I have a numpy array A composed of multiple same sized images [N_images,width,height,3].

I want to apply misc.imresize() to each and everyone of them the fastest way possible.

So I defined:

def myfunc(x):
  return misc.imresize(x,(wanted_width,wanted_height))

and then I did:

vfunc=np.vectorize(my_func)

but when I try:

test=vfunc(A)

I get a not-suitable-array-shape-for-converting-into-images error. I thought it was because I did not specify the axis on which the op should be vectorized, which caused it to not broadcast the array ops the way to wanted so I tried another thing to narrow down the error:

test=np.apply_along_axis(my_func,0,A)

and got the same error. Even if I force a np.squeeze() into my_func.
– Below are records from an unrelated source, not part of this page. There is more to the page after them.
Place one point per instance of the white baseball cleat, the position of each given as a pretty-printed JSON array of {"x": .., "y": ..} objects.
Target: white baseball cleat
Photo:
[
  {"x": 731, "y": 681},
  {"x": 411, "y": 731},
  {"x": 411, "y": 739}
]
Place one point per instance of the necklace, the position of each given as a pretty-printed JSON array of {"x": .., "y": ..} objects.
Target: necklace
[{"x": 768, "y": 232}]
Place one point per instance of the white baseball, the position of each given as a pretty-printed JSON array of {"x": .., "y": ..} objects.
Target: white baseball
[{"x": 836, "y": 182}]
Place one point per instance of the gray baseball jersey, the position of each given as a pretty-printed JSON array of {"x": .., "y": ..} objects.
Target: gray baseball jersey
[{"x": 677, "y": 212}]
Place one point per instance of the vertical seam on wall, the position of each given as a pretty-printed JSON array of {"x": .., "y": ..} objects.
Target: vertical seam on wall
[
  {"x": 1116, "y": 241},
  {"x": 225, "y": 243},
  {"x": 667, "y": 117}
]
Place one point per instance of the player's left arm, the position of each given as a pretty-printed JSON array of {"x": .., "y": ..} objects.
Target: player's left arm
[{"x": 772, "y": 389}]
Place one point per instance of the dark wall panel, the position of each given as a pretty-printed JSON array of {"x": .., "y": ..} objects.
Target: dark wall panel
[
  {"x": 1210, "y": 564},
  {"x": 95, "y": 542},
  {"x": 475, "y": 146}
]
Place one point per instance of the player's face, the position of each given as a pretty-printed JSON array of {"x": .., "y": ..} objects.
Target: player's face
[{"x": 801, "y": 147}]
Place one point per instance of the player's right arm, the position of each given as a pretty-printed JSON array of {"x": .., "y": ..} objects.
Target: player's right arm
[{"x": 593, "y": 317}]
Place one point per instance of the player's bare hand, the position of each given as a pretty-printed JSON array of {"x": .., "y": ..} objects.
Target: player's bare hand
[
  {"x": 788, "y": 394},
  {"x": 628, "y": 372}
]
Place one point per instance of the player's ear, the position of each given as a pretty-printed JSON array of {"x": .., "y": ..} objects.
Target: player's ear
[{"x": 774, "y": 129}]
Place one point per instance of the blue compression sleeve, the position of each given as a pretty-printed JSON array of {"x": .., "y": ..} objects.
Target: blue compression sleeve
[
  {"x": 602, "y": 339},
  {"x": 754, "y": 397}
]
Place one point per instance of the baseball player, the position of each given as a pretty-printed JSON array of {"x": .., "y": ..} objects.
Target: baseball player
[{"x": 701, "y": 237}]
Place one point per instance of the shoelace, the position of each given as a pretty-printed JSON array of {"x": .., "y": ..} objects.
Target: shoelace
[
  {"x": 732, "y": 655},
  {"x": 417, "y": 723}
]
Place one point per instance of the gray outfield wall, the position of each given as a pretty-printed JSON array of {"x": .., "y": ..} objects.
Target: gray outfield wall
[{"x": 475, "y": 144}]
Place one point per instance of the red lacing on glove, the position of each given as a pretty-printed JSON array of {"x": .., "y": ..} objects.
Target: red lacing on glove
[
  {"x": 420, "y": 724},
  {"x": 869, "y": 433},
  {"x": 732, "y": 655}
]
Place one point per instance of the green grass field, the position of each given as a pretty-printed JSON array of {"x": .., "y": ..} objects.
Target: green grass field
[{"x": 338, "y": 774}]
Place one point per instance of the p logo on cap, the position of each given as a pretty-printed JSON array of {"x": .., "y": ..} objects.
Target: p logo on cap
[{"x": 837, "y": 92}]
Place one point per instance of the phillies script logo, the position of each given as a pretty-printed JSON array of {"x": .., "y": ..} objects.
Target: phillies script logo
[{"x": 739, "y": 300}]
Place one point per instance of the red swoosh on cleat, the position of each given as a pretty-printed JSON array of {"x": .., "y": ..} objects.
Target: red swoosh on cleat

That really surprised me.

EDIT: I also tried with map same error. It might stem from the fact that you can only use vectorize with scalar function as pointed out by @jotasi.

It must be pretty silly but I do not know what is going on. Could somebody enlighten me ? Is there a way to fix it ?

There is an alternative vectorized approach using scipy's zoom. However, it is not necessarily faster for small amount of images (e.g. for N=100 a loop might be faster).

>>> from skimage import color, util, data
>>> img = util.img_as_float(color.gray2rgb(data.camera())) # Sample RGB image

I did just replicate a gray-scale image over the RGB channels, so it will still look gray-scale, but it is RGB in practice.

Create 100 RGB images by replicating above RGB image and its horizontal flip (to ensure interpolation is working properly).

>>> data = np.empty((100,) + img.shape, img.dtype)
>>> data[0::2] = img
>>> data[1::2] = img[:,::-1]
>>> plt.imshow(data[50])

Find zooming factors:

>>> from scipy.ndimage import zoom
>>> new_size = (200, 200)
>>> fy, fx = np.asarray(new_size, np.float32) / data.shape[1:3]

Resize image, factor of 1 means no interpolation over that axis:

>>> resized = zoom(data, (1, fy, fx, 1), order=0) # order=0 for quicker
>>> plt.imshow(resized[50]) # resized.shape = (100, 200, 200, 3)

Again, be aware that although it is a vectorized version, it uses NN interpolation in order to be quick, a standard loop + arbitrary interpolation might be way faster. Take this as a proof of concept and have a look if it works for you.